In the mid-2010s, the federal government dropped rules that had required that beef come with a label declaring where cows had been raised, butchered and processed — a step that ranchers had seen as essential to keep multinational meat corporations from undercutting with cheaper, imported beef.

When that rule changed, market prices and income for U.S. ranchers crashed, Bill Bullard of the independent ranchers organization R-CALF told The Hill.

Sarah Little, a spokesperson for the North American Meat Institute, said that the added profits ranchers might expect would come out of taxpayers’ pockets.

“Segregation of cattle and hogs to those born, raised and slaughtered in the U.S. will increase costs and will place the burden on school systems and the taxpayer at a time of great need,” she said.

The agency will also set up a chief competition officer to fight monopoly in the meat industry.

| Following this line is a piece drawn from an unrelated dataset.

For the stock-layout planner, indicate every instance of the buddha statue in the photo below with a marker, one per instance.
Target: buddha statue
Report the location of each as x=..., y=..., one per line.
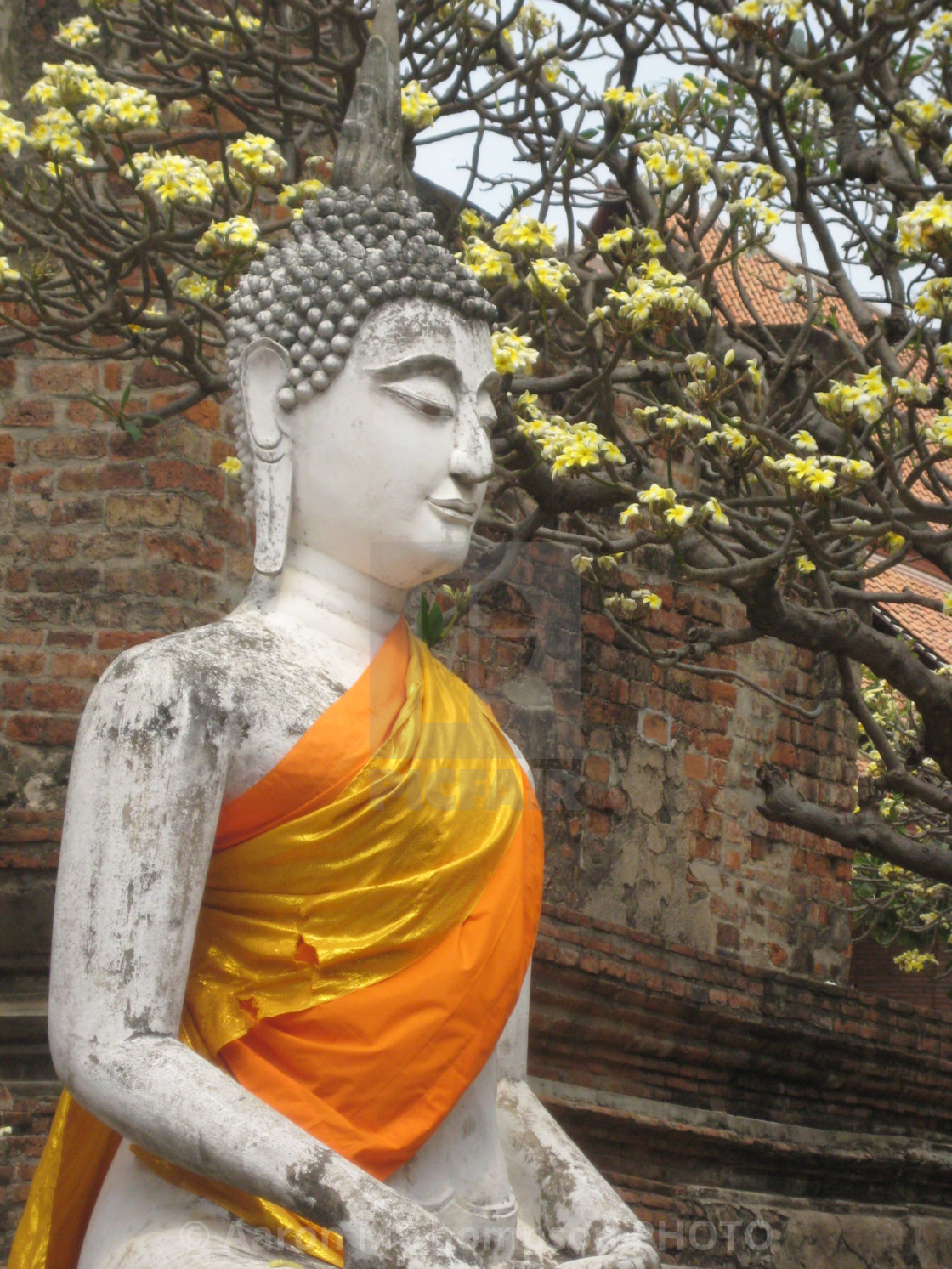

These steps are just the beginning: The USDA has proposed four new additions to Packers and Stockyards, including one that would make it easier for farmers to sue over discriminatory treatment.

But time is running out, said Angela Huffman of the progressive farmers trade group Farm Action, a timeline that she said Vilsack has fumbled before.

If those rules aren’t finalized by May — the deadline outlined in the Congress Review Act — a future Republican president or majority could easily overturn them.

“This is the same travesty against competition that happened during the Obama administration on Secretary Vilsack’s watch,” Huffman said.

“The Biden administration should take heed: In the absence of swift action, history could easily repeat itself,” she added.